Fix HTML sanitization in SEO plugin with proper parser

localden · localden · commit d170b551d51c · 2026-03-06T00:47:16.000Z
Replace regex-based HTML tag stripping with htmlparser2 for
extracting plain-text descriptions from rendered pages.
diff --git a/scripts/typedoc-plugin-seo.mjs b/scripts/typedoc-plugin-seo.mjs
@@ -10,6 +10,7 @@ import { Renderer } from "typedoc";
 import fs from "node:fs";
 import path from "node:path";
 import zlib from "node:zlib";
+import * as htmlparser2 from "htmlparser2";
 
 const SITE_NAME = "MCP Apps";
 
@@ -30,7 +31,7 @@ function toSlug(filename) {
 
 /**
  * Extract a plain-text description from the rendered HTML body.
- * Takes the first meaningful paragraph text, strips tags, and truncates.

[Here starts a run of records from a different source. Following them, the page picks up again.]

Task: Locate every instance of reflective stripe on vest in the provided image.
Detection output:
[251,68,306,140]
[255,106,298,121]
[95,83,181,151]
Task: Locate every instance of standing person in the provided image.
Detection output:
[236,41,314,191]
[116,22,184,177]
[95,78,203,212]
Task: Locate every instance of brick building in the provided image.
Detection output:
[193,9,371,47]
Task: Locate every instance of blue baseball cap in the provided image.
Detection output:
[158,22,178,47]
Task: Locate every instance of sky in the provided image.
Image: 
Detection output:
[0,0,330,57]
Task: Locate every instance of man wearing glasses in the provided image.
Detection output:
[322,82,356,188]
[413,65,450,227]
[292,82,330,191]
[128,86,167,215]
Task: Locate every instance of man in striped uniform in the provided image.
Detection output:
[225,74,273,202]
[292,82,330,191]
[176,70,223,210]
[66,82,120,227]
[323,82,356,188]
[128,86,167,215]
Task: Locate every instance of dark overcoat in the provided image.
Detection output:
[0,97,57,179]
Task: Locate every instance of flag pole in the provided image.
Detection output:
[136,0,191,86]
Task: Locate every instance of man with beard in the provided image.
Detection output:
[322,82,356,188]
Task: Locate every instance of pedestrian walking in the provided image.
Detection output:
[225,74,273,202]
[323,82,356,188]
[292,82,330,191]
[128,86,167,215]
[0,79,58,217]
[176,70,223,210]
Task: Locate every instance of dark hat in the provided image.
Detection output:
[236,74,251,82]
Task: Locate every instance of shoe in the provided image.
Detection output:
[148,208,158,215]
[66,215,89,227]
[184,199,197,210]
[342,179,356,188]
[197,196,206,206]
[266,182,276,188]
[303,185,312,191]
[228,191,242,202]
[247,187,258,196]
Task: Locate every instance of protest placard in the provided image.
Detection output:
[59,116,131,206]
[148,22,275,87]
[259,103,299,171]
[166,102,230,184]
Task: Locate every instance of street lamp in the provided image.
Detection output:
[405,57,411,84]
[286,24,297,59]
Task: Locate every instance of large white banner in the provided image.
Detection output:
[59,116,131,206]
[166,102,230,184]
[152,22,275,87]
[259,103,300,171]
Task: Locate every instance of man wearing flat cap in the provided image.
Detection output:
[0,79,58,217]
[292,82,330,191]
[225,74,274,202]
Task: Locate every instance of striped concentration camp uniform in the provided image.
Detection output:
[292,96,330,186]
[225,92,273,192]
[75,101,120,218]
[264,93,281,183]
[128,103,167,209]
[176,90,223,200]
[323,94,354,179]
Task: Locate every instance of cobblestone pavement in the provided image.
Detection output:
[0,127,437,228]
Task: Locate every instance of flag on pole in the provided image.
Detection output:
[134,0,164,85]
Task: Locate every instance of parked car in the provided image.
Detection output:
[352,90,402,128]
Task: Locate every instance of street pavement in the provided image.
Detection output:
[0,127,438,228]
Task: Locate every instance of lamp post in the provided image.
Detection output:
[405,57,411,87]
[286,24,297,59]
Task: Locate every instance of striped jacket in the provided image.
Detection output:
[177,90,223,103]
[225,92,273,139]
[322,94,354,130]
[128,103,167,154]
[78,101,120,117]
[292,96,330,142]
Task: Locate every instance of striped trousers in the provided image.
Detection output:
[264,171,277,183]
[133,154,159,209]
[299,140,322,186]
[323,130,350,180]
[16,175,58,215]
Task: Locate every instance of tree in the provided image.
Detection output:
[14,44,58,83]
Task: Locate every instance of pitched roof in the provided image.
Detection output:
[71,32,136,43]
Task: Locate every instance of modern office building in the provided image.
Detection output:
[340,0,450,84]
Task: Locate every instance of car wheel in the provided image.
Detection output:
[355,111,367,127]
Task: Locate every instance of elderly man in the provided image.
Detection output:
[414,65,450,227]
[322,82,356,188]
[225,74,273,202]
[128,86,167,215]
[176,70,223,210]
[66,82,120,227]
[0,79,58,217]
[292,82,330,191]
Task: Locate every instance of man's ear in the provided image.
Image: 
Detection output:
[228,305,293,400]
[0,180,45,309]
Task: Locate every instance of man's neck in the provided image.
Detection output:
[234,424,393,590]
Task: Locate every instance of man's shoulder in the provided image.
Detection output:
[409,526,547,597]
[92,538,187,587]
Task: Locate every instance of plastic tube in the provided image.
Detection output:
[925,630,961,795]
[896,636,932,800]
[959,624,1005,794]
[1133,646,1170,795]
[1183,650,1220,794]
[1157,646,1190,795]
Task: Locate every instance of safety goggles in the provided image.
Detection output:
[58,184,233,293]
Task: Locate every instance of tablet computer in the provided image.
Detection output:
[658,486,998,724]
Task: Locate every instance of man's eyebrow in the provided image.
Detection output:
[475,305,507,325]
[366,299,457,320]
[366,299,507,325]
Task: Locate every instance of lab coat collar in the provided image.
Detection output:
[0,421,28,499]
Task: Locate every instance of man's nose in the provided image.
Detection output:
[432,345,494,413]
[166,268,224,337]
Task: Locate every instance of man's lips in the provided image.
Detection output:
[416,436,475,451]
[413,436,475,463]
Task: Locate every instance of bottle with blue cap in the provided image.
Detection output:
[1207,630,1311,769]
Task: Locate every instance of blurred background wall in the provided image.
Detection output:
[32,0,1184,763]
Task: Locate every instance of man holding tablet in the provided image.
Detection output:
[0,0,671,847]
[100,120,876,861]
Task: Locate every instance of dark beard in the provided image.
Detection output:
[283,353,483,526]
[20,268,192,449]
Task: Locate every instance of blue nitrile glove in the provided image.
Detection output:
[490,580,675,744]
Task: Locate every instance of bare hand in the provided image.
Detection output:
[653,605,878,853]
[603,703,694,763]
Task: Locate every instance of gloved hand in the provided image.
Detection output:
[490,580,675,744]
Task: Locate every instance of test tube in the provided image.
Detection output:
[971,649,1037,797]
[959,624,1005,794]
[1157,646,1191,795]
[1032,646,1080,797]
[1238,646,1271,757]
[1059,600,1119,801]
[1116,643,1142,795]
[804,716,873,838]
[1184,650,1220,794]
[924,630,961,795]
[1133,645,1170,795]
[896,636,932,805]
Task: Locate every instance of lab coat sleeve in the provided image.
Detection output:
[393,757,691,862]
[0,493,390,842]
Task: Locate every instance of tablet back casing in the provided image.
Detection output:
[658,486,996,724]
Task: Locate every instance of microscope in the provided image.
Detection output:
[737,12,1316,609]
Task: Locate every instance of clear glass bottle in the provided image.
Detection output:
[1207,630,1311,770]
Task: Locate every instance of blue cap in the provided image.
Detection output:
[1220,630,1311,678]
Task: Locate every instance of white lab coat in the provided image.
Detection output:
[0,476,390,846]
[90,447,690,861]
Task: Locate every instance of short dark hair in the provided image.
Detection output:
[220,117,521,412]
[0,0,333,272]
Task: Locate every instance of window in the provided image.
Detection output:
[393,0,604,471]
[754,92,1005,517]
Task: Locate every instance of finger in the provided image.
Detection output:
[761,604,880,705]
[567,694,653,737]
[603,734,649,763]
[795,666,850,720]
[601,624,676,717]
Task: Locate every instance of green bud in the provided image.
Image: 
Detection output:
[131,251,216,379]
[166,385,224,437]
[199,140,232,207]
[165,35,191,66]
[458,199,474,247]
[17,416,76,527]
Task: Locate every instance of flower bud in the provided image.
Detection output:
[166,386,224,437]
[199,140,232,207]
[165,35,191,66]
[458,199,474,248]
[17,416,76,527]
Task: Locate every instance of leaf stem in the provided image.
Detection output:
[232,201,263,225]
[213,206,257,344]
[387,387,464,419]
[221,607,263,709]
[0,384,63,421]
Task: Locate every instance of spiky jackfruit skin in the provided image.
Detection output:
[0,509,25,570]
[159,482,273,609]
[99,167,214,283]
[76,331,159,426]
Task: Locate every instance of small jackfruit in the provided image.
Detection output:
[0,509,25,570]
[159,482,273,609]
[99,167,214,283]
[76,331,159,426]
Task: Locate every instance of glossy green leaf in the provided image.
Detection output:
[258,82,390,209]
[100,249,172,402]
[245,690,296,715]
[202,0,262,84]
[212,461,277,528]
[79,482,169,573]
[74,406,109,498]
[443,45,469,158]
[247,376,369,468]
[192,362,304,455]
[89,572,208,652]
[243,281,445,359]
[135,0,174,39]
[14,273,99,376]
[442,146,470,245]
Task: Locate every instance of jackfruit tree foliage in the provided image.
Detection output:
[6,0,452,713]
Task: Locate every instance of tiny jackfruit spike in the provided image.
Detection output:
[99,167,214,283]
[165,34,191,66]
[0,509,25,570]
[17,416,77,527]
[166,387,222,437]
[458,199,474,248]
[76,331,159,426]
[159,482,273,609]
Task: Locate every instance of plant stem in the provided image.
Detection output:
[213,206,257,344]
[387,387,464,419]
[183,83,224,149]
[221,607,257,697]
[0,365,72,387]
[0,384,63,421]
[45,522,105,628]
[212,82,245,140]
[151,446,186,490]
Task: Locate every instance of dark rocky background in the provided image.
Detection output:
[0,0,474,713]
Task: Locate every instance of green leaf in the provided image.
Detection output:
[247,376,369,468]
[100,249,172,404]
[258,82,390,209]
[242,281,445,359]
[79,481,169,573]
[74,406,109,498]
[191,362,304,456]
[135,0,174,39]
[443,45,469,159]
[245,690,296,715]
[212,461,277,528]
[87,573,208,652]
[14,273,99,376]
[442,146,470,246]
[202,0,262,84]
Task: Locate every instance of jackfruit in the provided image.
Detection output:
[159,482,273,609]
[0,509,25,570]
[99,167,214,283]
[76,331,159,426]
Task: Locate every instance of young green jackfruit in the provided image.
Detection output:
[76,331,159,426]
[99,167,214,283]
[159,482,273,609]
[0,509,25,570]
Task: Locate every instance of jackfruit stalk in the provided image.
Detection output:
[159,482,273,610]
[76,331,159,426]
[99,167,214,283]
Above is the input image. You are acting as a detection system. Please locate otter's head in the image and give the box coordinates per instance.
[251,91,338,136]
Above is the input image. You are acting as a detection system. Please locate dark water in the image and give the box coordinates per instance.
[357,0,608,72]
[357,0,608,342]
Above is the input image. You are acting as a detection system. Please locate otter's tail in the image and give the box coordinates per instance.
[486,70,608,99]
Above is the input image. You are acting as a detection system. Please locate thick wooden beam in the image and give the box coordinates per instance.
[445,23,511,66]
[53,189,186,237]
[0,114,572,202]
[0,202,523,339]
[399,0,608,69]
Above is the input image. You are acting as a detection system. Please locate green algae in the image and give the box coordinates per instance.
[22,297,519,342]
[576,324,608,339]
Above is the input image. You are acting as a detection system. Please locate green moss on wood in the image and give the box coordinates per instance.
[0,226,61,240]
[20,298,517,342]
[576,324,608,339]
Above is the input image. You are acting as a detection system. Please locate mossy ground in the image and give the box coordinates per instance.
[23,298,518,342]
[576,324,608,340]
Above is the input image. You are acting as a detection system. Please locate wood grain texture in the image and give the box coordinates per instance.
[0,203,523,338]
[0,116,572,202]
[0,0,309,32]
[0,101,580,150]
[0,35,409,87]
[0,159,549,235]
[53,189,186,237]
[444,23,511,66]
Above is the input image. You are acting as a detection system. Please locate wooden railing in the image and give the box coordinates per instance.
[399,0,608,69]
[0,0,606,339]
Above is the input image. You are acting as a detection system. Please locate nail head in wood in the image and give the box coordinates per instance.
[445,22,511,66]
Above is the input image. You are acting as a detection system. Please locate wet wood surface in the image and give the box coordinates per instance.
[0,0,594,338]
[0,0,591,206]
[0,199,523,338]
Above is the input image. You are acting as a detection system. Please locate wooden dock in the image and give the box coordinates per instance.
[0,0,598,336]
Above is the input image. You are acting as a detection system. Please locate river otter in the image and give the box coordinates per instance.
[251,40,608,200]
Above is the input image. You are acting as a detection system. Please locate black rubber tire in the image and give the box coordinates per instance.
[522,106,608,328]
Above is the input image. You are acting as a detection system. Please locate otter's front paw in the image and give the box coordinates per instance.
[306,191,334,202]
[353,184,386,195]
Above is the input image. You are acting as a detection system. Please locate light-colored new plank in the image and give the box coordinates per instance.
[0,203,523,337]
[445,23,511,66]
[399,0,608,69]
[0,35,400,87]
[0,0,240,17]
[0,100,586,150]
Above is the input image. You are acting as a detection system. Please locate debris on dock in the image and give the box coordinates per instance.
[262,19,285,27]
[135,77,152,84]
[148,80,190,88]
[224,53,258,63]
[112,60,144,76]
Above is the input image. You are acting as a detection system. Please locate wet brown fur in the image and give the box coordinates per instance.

+ * Parses the first content paragraph using htmlparser2 and truncates.
  * @param {string} html
  * @returns {string}
  */
@@ -48,10 +49,11 @@ function extractDescription(html) {
   if (!paragraphs) return "";
 
   for (const p of paragraphs) {
-    const text = p
-      .replace(/<[^>]+>/g, "") // strip HTML tags
-      .replace(/&[a-z]+;/g, " ") // strip HTML entities
-      .replace(/\s+/g, " ") // collapse whitespace
+    const text = htmlparser2
+      .parseDocument(p)
+      .children.map((node) => htmlparser2.DomUtils.textContent(node))
+      .join("")
+      .replace(/\s+/g, " ")
       .trim();
 
     // Skip very short or code-heavy paragraphs